New Republic Writer: ‘Self-Pitying’ Conservative Media Make Right More Likely to Buy Conspiracies

May 25th, 2017 8:50 PM

If Dwight Eisenhower were alive, he might warn the Republican Party about the dangers of its conspiracy-industrial complex, suggested The New Republic’s Jeet Heer on Tuesday. As for Democrats, Heer acknowledged that while some of them buy into conspiracy theories, especially juicy ones about President Trump and Russia, they, unlike Republicans, generally deal “responsibly” with “politically convenient, but obviously fantastic, stories.”

Why the difference? Heer argued that “Democrats are much more heterogeneous than Republicans, which makes it harder to spread conspiracy theories among their ranks…The Republican Party is solidly a party of the right, with some variation between the Tea Party wing and conventional conservatives, but within a narrow spectrum. Democrats are divided into factions that run from Bernie Sanders leftists to Hillary Clinton liberals to Heidi Heitkamp centrists.”

Moreover, indicated Heer, if a “prominent” liberal “falls for a conspiracy theory,” it won’t be for long, because the left’s “feedback loop” means that he’ll be “challenged by the media and willing to correct” himself.

Really? Is that why MSNBC featured a 9/11 truther as a host? Is that why ABC twice hired 9/11 truther Rosie O'Donnell to host a talk show? Is that why in 2006 more than half of Democrats believed George W. Bush knew about 9/11 in advance? 

On the other hand, conservatives not only “tend to adhere to a ‘no apologies’ ethos that makes admitting error verboten” but also flock to news sources that facilitate the dissemination of conspiracy theories (bolding added):

Conservative media tends to be strongly tribalist and self-pitying, adhering to the idea that liberal bias is the biggest problem in news coverage.

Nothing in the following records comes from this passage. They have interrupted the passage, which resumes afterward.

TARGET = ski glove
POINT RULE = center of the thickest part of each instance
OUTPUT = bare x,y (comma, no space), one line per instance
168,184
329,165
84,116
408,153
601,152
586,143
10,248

Such ideological tunnel vision disinclines these outlets right to counter conspiratorial thinking in their own ranks. It doesn’t suit their narrative about the “lamestream media,” and it’s bad for business…

The real lesson…is not that the left is suddenly falling for conspiracy theories with the same fervor as the right has for decades. It’s that these theories can be largely smothered if you have a vibrant and diverse political party that is open to debate and beholden to a fact-based press. The tragedy of modern American politics is that only one of the two major parties fits that bill.